A Look Inside an Eastern Europe Mental Institution

The Right Choice

With the only reasons against the international adoption being selfish and the understanding of what actually lay ahead of our little girl if she were to stay there we made a choice.  We made the choice to call her ours and work to bring her into our family as soon as we could. We started to look for and hear stories from other families that had gone through an international adoption.  What we found was that this simple choice opened our lives and our families lives up to a broader and more complete view of the world.  We now have the opportunity to share in the culture of another country.  We have the experiences of the travel and  seeing areas of the world that we would never have seen otherwise.  More importantly we have the the ability to share in the growth and development of a little girl how was once rejected and discarded and is now loved and celebrated.  These joys are worth more then any process and initial difficulties could ever take away from.  If you have been considering international adoption, do it.  It is worth it.  If you have never thought of it, well, you should.  Take a look and see if you have what it takes to completely change a life!

You can't save them all, but you can be a hero to her (Tigr - flickr.com)
You can't save them all, but you can be a hero to her (Tigr - flickr.com)

About the Author

Philip Dean is the owner and author of Random Acts of Parenting.  RAOP seeks to relay helpful information to parents, both mothers and fathers, while also taking time to explore the lighter side of parenting.  Stop by and enjoy sharing parenting stories, ideas, and lessons learned.

Comments 5 comments

Dan & Becky Kongs 6 years ago

We are extremely proud of you and Kim. This is a huge undertaking, but you are remarkable and I know able to step up to the challenge, with a lot of help from God, friends, and family!


vox vocis profile image

vox vocis 6 years ago

Gee, I am from Eastern Europe, currently living in Germany. The Serbian mental institution video is disturbing - this is the first time I have heard of it! My aunt worked in a children's home and my Mum is adopted (she was a baby though) so I am quite familiar with the theme. Public homes are never a good solution for a child. I wish all the best to you with your adoption process!


PhilD41 profile image

PhilD41 6 years ago from Iowa Author

Vox, I pray they are not all like this, and this was a few years ago. Things like this don't improve over night though. I agree with you about public homes. Will all the problems that the foster care systems has in the US I am still inclined to think it better then an institution. Neither is ideal though. Thanks for the comment!


katie54321 profile image

katie54321 6 years ago from Pennsylvania

Phillip, I too adopted a child with spina bifida. His defect was very mild and undetected until we arrived back in the US. At 22 months he had surgery on his spinal cord and I'm happy to say that at just over 5 years he's doing great. My heart breaks when I start to think what would have happened to him if we didn't adopt him and he was living with this undiagnosed defect.

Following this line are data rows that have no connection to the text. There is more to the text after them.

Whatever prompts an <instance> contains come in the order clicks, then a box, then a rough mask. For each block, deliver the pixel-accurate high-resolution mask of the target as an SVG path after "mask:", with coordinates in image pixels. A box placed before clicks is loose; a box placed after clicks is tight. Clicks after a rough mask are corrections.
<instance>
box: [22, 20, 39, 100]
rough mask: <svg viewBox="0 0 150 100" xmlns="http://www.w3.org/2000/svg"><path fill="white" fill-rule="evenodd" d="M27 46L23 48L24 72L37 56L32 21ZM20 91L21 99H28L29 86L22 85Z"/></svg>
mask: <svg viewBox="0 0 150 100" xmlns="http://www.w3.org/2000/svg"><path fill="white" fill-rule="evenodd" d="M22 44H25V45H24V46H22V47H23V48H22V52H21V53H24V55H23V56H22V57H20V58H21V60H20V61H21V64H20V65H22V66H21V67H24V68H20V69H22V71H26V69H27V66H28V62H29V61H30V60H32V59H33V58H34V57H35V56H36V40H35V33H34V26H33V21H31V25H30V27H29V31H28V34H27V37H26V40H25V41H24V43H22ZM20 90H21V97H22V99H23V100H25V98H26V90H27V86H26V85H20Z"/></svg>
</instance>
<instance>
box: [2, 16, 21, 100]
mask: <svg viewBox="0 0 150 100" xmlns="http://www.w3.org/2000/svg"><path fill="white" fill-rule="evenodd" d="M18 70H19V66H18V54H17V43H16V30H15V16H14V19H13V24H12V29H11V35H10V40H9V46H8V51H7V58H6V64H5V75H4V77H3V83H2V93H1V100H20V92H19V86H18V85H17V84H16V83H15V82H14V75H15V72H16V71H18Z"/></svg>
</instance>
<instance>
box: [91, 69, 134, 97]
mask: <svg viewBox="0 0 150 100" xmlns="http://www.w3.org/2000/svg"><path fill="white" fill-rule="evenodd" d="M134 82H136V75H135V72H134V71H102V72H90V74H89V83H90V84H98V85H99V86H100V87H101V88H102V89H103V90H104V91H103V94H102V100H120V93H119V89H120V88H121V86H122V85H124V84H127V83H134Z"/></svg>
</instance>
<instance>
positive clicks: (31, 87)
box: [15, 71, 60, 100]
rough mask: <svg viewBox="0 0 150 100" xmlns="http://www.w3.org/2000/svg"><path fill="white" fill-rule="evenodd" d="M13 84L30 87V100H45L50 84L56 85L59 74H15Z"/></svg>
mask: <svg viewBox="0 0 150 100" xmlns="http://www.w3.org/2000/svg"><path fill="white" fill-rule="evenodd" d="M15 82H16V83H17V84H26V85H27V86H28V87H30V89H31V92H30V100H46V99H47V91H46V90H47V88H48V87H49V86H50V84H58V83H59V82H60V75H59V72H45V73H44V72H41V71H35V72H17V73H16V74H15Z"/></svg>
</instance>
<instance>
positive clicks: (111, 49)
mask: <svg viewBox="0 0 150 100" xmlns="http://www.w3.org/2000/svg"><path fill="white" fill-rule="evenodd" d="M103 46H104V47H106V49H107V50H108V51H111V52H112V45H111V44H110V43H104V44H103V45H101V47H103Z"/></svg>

I don't make any apologies for choosing international adoption over domestic adoption. While the barriers seem bigger and more difficult, my husband and I thought that in the end it would be easier. It's not as simple to adopt a child domestially as some people would think, and not inexpensive either. For me and my family international adoption was the best decision, but to each their own.


lactison 5 years ago

I think and feel international adoption is the best option because at times it is less expensive.Most often we sought the concern of families who can take care of the baby and his or her educational needs and equally pay for the transportation of the child to their location.The mentality about domestic and international adoption should change.